En dépit de ces précautions, pourtant, le Mentor se sentait de moins en moins à son aise. Il lui semblait que son cœur se déplaçait, oscillait dans sa poitrine comme un pendule, et, lorsque Wagah piqua l’heure du déjeuner, laissant les jeunes garçons se rendre dans le carré, il resta au pied du grand mât.

Et alors Corty, affectant un sérieux qu’il n’avait point, de lui dire :

« Voyez-vous, monsieur, si vous n’êtes point tout à fait dans votre assiette, c’est que vous n’obéissez pas aux balancements du navire, même lorsque vous êtes assis…

— Cependant, mon ami, il serait difficile d’obéir…

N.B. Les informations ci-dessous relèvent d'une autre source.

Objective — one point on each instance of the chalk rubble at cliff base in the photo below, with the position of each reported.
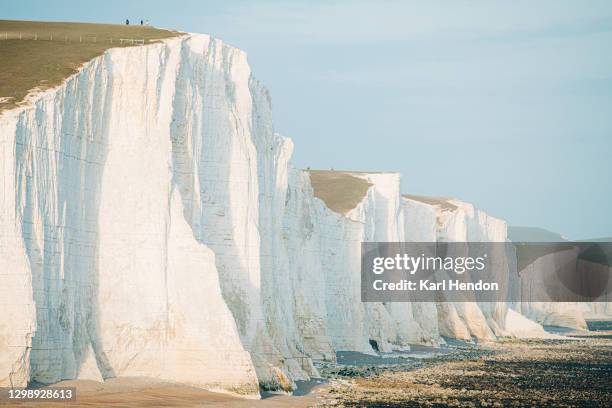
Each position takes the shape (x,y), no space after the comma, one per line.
(151,225)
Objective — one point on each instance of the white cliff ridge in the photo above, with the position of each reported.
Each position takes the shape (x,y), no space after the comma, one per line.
(151,225)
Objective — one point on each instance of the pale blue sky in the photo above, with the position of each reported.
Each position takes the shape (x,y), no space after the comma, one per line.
(504,104)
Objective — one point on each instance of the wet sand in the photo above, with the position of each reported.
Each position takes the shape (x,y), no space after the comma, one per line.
(573,371)
(143,392)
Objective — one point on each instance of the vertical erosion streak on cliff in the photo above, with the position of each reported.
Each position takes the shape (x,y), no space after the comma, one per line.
(94,234)
(225,163)
(60,150)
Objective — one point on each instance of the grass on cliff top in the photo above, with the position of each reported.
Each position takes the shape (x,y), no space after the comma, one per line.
(339,190)
(442,202)
(49,52)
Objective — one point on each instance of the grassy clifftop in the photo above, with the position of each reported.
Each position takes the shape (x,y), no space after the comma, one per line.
(339,190)
(41,55)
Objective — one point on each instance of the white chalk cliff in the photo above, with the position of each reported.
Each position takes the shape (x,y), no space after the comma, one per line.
(151,225)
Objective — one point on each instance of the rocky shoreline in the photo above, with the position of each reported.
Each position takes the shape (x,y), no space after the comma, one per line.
(572,371)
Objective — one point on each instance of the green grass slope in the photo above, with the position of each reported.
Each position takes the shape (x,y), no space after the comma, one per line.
(49,52)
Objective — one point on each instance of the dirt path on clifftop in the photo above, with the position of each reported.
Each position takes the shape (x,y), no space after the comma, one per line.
(573,372)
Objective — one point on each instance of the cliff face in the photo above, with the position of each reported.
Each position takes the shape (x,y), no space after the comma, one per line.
(151,225)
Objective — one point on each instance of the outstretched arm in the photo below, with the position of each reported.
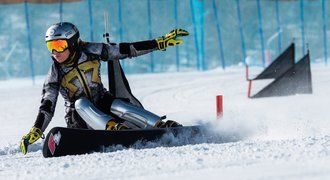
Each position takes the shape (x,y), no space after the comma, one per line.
(50,93)
(124,50)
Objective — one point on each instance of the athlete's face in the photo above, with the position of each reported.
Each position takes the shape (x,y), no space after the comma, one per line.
(61,57)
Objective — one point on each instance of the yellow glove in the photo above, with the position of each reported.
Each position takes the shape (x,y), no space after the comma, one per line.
(30,138)
(170,39)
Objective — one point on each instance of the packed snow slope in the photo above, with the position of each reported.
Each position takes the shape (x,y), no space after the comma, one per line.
(268,138)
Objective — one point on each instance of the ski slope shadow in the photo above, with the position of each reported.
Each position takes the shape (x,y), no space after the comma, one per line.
(207,134)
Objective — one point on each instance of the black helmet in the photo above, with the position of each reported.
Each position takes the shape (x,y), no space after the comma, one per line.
(64,30)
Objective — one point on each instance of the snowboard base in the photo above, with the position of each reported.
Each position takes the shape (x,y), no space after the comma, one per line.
(62,141)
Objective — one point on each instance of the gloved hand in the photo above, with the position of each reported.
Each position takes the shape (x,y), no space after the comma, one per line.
(170,39)
(30,138)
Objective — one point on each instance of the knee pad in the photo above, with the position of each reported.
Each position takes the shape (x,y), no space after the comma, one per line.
(95,118)
(135,115)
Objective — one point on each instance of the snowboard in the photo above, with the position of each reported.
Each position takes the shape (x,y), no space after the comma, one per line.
(61,141)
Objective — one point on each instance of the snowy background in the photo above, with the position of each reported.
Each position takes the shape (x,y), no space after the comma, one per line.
(268,138)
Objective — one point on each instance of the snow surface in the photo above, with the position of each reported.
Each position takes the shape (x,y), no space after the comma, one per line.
(268,138)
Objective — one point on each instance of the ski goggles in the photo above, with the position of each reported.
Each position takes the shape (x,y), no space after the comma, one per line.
(59,45)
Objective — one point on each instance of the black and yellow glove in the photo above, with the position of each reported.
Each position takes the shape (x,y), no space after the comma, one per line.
(170,39)
(30,138)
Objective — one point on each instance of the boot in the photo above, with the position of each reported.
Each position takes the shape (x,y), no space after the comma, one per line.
(116,126)
(169,123)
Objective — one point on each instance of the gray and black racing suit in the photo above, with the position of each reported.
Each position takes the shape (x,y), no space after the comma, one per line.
(81,78)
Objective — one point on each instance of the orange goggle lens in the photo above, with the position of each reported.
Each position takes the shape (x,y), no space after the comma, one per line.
(57,45)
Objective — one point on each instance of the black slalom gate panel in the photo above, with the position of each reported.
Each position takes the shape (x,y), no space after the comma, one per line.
(296,80)
(280,65)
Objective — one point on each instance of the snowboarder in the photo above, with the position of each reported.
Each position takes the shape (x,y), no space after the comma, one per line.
(75,73)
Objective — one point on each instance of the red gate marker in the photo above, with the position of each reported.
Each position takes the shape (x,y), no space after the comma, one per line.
(219,106)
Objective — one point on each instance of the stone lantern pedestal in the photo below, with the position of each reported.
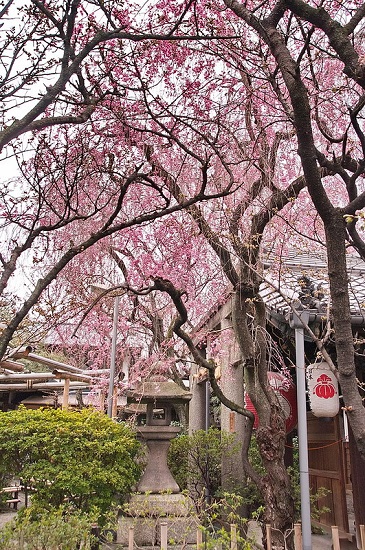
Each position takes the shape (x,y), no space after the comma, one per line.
(159,498)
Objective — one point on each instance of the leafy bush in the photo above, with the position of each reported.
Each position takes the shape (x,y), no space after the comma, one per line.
(83,458)
(53,530)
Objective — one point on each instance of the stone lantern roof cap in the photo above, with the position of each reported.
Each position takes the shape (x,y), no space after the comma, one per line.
(154,390)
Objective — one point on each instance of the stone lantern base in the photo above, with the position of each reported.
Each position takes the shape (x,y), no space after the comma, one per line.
(146,513)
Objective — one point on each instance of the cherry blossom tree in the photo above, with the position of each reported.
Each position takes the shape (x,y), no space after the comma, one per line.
(155,119)
(316,65)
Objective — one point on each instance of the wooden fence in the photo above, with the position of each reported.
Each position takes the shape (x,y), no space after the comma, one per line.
(234,545)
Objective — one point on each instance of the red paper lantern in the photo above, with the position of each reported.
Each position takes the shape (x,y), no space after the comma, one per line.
(322,390)
(287,395)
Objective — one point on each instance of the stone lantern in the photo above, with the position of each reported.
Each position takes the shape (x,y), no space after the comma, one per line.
(157,432)
(158,498)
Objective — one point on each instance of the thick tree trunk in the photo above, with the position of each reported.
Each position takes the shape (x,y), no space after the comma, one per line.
(336,257)
(275,486)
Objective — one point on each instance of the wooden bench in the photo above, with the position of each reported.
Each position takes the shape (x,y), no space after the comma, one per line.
(13,502)
(13,493)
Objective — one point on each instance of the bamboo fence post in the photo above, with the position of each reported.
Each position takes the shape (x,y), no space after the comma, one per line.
(297,536)
(66,393)
(233,537)
(199,538)
(268,536)
(115,402)
(335,538)
(164,536)
(362,535)
(131,538)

— Si… monsieur… Regardez-moi… »

Et Corty prêcha d’exemple, se penchant en arrière, lorsque l’Alert piquait du nez dans la lame, se penchant en avant, lorsque son arrière se plongeait dans l’écume du sillage.

M. Patterson se leva alors, mais il ne parvint point à garder son équilibre, et murmura :

« Non… impossible… Aidez-moi à me rasseoir… La mer est trop mauvaise…

— Mauvaise… la mer… Mais, c’est de l’huile… monsieur… c’est de l’huile ! » affirma Corty.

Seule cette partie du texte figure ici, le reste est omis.